Avec l’augmentation de la portée des drones, la ligne de front est devenue une large bande — surnommée «zone létale» — s’étendant sur une vingtaine de kilomètres.

Les fantassins restent parfois coincés sur leurs positions pendant des mois, approvisionnés en munitions et nourriture par drone.

«Par exemple, un gars avait une blessure à la jambe qui s’est complètement nécrosée», dit Serguiï en tirant sur sa cigarette, les yeux cernés.

Selon un soldat de la zone souhaitant rester anonyme, les relèves de troupes sont devenues plus dangereuses encore que les positions de combat.

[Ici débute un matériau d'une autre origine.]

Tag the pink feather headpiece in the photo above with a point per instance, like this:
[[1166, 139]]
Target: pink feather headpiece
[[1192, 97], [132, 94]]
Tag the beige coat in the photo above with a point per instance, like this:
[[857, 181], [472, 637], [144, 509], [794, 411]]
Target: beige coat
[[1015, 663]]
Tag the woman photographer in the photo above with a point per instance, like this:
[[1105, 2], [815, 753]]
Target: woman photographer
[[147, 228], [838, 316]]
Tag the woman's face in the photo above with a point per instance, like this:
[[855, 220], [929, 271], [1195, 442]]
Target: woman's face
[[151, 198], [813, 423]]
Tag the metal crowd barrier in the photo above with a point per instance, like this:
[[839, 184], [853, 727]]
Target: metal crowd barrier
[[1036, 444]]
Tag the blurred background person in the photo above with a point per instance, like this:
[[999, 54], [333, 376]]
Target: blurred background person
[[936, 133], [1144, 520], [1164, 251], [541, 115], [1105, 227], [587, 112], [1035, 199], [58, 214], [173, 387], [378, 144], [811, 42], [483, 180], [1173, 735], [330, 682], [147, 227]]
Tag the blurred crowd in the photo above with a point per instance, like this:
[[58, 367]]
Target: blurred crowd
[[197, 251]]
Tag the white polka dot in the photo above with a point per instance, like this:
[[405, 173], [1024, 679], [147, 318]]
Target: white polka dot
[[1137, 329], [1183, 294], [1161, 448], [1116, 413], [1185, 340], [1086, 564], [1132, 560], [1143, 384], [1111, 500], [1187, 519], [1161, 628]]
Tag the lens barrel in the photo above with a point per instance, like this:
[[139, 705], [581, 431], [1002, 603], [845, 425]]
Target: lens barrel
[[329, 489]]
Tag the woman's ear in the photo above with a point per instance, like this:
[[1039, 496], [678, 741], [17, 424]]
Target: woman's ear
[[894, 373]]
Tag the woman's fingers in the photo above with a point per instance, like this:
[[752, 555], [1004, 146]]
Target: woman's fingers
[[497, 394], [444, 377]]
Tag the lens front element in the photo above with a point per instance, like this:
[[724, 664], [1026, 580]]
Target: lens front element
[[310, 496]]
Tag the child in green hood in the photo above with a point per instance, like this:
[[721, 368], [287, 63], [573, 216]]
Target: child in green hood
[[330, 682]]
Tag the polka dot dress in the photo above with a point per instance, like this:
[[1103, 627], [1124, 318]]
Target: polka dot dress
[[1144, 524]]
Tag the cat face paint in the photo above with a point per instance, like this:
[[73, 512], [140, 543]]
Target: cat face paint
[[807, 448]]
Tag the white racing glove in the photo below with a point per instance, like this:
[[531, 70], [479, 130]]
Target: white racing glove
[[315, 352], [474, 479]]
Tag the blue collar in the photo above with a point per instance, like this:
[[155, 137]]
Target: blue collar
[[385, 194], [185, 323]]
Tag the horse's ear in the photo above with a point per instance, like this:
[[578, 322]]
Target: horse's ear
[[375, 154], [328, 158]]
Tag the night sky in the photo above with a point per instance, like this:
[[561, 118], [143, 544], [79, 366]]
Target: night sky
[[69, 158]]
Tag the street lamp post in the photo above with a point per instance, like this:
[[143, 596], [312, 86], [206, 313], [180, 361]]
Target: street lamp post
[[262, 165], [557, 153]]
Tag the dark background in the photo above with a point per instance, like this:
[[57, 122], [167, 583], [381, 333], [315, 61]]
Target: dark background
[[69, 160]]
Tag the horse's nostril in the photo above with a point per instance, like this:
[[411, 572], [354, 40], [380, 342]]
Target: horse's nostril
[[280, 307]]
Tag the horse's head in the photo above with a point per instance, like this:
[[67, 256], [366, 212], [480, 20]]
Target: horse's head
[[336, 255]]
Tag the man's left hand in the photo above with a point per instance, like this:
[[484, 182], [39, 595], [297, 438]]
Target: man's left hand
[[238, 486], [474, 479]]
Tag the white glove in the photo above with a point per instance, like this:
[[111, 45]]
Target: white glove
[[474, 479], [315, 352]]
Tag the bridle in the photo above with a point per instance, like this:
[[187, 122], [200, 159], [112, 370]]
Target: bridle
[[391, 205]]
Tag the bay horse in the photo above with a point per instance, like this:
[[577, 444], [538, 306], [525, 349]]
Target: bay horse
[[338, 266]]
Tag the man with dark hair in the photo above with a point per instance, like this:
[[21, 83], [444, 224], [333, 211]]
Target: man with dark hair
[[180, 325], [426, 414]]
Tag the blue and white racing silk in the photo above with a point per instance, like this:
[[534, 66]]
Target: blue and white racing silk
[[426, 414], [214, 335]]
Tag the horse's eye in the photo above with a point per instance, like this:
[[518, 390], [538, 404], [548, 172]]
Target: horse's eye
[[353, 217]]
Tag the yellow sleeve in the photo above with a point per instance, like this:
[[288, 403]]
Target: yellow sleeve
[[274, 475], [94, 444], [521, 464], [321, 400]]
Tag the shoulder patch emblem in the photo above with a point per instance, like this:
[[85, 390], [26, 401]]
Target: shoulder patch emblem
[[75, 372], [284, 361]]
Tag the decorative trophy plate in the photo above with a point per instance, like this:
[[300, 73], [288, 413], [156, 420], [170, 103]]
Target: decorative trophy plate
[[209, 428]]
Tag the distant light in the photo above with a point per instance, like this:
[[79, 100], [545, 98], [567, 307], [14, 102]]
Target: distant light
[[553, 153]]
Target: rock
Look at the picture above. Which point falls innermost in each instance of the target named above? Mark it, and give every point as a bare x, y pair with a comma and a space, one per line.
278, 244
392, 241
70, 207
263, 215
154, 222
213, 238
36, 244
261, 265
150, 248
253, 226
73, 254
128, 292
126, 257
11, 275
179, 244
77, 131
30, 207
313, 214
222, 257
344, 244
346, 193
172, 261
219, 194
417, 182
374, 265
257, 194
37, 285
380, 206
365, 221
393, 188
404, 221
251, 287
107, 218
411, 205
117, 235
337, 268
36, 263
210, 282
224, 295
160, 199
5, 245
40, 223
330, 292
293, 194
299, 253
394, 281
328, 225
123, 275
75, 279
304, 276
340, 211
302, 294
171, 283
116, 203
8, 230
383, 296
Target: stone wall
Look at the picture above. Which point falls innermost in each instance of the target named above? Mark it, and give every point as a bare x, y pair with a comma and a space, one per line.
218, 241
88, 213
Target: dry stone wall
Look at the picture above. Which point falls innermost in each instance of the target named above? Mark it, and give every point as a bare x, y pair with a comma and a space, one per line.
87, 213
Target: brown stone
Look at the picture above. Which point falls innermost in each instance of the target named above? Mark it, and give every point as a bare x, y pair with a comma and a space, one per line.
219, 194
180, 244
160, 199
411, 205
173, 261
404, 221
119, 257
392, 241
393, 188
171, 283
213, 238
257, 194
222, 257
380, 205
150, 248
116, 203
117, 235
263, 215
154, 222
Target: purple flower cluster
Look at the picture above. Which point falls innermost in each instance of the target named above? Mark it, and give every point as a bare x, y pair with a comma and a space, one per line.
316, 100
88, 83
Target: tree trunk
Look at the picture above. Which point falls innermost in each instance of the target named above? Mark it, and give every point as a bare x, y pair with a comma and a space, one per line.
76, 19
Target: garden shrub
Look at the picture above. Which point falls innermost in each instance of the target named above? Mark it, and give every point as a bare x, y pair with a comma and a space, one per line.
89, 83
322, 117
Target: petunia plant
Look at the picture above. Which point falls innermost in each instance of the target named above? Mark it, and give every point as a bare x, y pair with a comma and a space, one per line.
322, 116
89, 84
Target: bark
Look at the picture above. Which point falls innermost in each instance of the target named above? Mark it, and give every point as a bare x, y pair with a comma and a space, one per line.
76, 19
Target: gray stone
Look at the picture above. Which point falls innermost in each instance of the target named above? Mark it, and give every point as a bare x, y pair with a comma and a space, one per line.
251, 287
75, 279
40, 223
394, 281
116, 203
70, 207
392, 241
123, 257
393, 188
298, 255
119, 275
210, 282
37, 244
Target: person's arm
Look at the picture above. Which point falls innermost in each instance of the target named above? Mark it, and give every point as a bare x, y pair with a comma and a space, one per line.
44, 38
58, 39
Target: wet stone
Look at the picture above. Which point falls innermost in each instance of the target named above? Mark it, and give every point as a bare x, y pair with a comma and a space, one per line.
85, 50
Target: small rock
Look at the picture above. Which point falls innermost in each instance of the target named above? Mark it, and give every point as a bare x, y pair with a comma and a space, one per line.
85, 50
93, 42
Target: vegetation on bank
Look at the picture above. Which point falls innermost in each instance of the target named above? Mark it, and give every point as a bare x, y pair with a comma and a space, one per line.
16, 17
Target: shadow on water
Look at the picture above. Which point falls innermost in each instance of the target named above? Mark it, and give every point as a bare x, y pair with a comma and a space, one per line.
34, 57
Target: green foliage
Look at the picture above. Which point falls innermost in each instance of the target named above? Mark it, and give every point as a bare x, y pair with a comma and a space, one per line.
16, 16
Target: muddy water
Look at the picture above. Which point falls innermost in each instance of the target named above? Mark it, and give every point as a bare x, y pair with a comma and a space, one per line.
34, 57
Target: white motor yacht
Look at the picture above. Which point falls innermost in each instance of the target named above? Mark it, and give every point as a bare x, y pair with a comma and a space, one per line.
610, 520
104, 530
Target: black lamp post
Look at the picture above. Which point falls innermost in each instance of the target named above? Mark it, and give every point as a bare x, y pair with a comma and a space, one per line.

Les rotations se font désormais à pied: les soldats parcourent une dizaine de kilomètres sous des couvertures spéciales qui leur permettent d’échapper aux caméras thermiques des drones ennemis, omniprésents dans le ciel.

De plus, des groupes d’infiltration russes cherchent à pénétrer profondément dans les lignes, déguisés en soldats ukrainiens ou en civils, pour tendre des embuscades. La ligne de front devient ainsi de plus en plus floue.

«C’est décourageant quand tu te fais canarder par des Russes alors que tu tentes de rejoindre ta position», dit le soldat.

Alors que la Russie poursuit son avancée, la municipalité de Sloviansk — autre grand bastion du Donbass — a également appelé jeudi les habitants vulnérables à évacuer face aux frappes.

Angela Bolonze a laissé derrière elle sa mère, son frère aîné et sa belle-mère, qui ont refusé de quitter la ferme familiale. Elle rejoindra sa sœur à Zaporijjia, une ville du sud qui, cette même nuit, a subi une intense attaque de drones, de missiles et de bombes planantes russes.